Although EPA recognizes that this is a broad definition, it suggests at the same time that the definition is narrower than the plain language implies: “The Agency does not intend that the placement of any amount of CCR would necessarily constitute a CCRMU, and that CCRMUs would not include units which “are not designed to hold an accumulation of CCR, and in fact, do not generally contain a significant amount of CCR,” such as “closed or inactive process water ponds, cooling water ponds, wastewater treatment ponds, storm water holding ponds or aeration ponds.”

The proposed definition of CCRMU does not contain a threshold for the amount of CCR that would trigger regulation. EPA explains that a CCRMU would include CCR material that was “routinely and systematically placed on the ground, or where facility activities otherwise resulted in measurable accumulations of CCR on the ground,” but there are no objective criteria for evaluating the terms “routinely,” “systematically” or “measurable accumulations.”

EPA provides examples of CCRMUs to include “structural fill sites, CCR placed below currently regulated CCR units, evaporation ponds, or secondary or tertiary finishing ponds that have not been properly cleaned up, and haul roads made of CCR if the use does not meet the definition of beneficial use.” But EPA does not define what “properly cleaned up” means for purposes of the regulation and states only that the rule is meant to address the direct placement of CCR on the land “in sufficient quantities to raise concern about releases of hazardous constituents,” where there are “no measures in place to effectively limit the contact between the CCR and liquids, and subsequent generation and release of any leachate.”

Under the proposal, most of the existing CCR Rule requirements would apply to legacy impoundments, while the CCRMUs would be subject to the requirements for groundwater monitoring, corrective action, and closure. For both types of units, however, the new requirements would have accelerated deadlines for compliance as compared to the deadlines established for new and existing facilities in the 2015 CCR Rule. Given the broad definitions of these new classifications, electric utilities may have previously unregulated CCR facilities that would now be subject to the proposed new requirements and these accelerated deadlines.

Under the proposed rule, facilities would only have six months after the final rule is published to identify CCR units that are subject to the rule as legacy impoundments or CCRMUs. Moreover, the proposed deadline for completing the initial potential hazard classification, structural stability and safety assessment for legacy surface impoundments is three months after the date the final rule becomes effective, or nine months after the final rule is published. By contrast, under the 2015 CCR Rule, facilities had 18 months after the rule became effective (24 months after it was published) to complete these assessments. CCRMUs would have only six months after the effective date of the final rule to install groundwater monitoring systems and develop a groundwater sampling and analysis plan, compared to 24 months allowed under the 2015 CCR Rule. 

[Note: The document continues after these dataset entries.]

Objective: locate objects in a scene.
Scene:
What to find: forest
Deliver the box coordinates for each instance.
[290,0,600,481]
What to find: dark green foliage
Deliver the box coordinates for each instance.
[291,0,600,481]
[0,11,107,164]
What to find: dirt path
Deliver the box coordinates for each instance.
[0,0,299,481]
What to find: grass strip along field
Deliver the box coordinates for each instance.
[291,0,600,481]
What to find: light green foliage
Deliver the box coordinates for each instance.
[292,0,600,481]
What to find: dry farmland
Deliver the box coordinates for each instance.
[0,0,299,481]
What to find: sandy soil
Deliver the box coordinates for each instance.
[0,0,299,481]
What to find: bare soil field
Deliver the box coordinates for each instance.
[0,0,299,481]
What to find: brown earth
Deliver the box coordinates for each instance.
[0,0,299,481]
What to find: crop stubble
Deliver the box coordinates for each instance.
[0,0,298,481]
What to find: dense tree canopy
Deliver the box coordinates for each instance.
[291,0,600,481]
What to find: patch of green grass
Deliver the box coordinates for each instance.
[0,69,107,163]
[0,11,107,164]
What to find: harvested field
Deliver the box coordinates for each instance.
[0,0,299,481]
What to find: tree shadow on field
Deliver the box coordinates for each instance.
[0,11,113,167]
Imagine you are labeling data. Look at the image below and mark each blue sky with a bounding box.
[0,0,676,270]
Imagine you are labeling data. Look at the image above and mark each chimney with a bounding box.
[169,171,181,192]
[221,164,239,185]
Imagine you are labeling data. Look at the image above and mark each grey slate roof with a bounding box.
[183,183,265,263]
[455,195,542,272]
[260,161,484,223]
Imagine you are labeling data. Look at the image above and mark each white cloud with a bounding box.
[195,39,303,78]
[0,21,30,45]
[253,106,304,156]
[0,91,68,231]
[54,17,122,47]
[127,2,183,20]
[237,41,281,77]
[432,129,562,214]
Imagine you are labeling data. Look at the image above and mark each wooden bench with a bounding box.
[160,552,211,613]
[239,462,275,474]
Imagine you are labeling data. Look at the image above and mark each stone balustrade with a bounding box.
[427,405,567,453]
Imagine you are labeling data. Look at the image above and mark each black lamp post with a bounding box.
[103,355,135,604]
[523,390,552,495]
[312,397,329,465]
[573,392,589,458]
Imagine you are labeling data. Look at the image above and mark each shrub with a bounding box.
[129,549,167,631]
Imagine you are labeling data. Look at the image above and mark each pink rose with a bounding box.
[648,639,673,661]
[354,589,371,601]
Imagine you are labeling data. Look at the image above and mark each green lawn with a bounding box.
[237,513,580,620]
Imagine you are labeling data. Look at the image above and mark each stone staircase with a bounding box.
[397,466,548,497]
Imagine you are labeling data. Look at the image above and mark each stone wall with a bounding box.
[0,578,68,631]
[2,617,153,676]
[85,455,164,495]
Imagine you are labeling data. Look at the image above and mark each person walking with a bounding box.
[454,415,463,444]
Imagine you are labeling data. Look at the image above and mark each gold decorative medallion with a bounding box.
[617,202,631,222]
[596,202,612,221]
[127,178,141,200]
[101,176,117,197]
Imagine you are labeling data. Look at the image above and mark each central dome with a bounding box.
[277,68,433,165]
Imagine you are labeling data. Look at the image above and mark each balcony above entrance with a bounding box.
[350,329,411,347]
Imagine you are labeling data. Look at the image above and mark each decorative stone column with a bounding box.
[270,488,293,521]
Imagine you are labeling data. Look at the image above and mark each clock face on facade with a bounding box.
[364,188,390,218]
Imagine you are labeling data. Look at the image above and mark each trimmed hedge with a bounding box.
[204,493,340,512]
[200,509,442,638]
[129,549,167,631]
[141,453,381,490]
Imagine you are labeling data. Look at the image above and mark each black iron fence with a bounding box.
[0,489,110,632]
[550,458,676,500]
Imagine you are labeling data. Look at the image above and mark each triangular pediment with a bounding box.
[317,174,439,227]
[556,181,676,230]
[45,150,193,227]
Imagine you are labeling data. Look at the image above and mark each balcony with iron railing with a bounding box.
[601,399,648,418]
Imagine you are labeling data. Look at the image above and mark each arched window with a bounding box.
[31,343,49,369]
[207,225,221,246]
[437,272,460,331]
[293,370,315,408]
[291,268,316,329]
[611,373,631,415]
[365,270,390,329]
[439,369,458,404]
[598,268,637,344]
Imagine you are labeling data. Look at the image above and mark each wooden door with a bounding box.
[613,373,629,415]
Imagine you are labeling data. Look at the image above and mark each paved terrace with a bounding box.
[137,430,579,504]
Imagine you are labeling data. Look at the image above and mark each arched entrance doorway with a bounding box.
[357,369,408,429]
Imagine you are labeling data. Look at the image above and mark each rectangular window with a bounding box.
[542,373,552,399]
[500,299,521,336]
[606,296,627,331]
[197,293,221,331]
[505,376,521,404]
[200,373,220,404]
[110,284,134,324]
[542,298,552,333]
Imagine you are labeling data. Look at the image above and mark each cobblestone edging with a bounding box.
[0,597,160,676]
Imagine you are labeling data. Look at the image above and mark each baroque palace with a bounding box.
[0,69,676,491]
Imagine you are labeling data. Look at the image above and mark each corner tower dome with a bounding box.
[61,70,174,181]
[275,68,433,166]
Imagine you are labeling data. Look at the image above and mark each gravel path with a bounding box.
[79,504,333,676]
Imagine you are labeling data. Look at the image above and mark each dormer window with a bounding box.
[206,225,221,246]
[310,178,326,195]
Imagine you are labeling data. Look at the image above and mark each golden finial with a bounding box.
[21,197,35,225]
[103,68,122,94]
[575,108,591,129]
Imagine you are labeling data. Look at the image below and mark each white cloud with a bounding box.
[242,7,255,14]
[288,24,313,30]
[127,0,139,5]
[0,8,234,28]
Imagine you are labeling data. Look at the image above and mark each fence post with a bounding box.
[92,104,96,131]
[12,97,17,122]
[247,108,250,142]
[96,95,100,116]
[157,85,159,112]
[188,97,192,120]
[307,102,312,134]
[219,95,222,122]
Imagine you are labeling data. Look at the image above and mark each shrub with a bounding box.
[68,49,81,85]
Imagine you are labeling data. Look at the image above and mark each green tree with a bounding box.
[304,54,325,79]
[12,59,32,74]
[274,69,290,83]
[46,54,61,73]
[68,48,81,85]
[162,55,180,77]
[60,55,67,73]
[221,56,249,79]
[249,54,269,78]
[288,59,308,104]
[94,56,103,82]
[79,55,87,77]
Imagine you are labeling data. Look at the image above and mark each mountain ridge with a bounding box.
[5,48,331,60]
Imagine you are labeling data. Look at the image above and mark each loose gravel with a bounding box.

Some companies may find these deadlines challenging for a number of reasons, including the time needed to understand the new regulations and their implications, labor and contractor shortages, delays at laboratories, supply chain issues and time needed to complete the various assessments and installation of groundwater monitoring systems.

EPA anticipates issuing a final rule in April 2024 with an effective date six months after publication. Based on comments submitted in EPA’s proposal, legal challenges in the DC Circuit Court of Appeals seem likely.